We need to be known as a forward-looking city, not just a racetrack.
For this to happen, water security underpins our future.
Our forefathers had the vision and good sense to build dams. We stopped building years ago.
One minister and other public figures have stated there is no point in building dams as they will never fill up again.
Tell that to the people of Bathurst who enjoy a full dam delivered by the natural world this year, not council.
We know droughts and dry times will come around again.
The mayor is content with his short-term water measures, in particular, stormwater harvesting still to be an approved project.
Orange has had stormwater harvesting for years locked in with water restrictions.
By now, with a full dam, no water restrictions should be in place and the irrigators should be on full allocation to restore their businesses.
The mayor has no confidence in his own water policies.

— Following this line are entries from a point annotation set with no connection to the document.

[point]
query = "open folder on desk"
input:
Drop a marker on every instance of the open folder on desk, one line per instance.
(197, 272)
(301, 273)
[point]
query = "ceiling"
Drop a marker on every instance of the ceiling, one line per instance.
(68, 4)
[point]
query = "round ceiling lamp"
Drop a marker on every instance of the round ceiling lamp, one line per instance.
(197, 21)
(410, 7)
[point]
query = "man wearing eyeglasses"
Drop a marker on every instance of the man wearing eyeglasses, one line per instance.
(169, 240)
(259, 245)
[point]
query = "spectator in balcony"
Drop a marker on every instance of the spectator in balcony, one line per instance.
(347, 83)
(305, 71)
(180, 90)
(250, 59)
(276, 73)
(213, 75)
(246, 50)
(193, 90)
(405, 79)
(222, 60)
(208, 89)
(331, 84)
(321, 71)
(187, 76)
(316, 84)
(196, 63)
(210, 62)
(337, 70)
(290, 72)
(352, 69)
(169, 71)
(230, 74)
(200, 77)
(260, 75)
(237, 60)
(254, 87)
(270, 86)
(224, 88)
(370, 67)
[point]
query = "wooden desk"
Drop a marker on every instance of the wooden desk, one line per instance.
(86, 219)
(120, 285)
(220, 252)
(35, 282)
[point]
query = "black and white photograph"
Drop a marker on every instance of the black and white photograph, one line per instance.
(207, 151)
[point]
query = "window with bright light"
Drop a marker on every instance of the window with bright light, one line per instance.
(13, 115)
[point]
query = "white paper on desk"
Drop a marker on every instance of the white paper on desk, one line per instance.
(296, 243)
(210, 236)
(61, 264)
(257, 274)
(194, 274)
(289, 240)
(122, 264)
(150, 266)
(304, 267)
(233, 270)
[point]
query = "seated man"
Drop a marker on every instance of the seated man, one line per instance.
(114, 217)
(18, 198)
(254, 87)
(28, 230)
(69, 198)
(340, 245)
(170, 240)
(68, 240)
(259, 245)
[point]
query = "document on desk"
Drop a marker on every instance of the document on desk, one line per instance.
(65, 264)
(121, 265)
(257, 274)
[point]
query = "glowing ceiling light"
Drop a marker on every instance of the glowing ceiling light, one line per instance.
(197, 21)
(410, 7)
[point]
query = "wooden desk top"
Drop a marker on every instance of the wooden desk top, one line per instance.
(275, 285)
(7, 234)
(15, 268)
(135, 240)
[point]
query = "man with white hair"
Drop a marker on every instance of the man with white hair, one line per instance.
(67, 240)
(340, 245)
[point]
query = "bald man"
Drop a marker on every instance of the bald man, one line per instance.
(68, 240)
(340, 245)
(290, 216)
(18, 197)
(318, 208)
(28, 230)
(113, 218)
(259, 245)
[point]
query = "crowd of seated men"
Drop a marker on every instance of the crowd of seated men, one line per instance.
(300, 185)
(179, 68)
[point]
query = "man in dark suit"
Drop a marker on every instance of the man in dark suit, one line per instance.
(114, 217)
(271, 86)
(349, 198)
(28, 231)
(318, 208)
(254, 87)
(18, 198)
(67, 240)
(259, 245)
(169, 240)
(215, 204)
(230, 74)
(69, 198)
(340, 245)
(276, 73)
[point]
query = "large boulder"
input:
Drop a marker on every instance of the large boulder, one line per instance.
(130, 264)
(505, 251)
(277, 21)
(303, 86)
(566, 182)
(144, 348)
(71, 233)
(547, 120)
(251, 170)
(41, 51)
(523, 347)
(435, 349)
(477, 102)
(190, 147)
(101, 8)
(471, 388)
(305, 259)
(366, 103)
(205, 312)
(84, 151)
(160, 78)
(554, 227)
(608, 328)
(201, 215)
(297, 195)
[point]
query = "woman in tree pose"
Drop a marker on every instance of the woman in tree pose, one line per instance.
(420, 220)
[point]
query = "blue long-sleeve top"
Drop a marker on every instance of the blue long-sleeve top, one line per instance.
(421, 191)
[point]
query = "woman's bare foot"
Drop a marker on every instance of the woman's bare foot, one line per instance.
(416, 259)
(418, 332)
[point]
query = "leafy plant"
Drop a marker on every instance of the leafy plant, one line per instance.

He says listen to the engineers. We elect councillors to have vision and make decisions, not bureaucrats.
Begging the public to restrict water usage is not a policy.
Timing is everything in politics. There is now an appetite in both federal and state governments for serious water infrastructure, including dam storage after the recent major drought.
Unfortunately, we were not ready to chase down a share of the Snowy $4.2 billion fund and the $1.8 billion in the recent federal budget, and the $100 billion allocated over 10 years for infrastructure.
The area of the redundant second track should be the location for a go-kart track when, at a future point in time, all funding is secured.
Taking a chunk of a public tranquil park is a decision that will live in historic Bathurst infamy around this council forever.
The good thing about democracy is that it's like a wheel - it goes around and around.
Next year the hard-pressed ratepayer gets to shunt most of this lot out and restore fresh thinking to a council that badly needs renewal.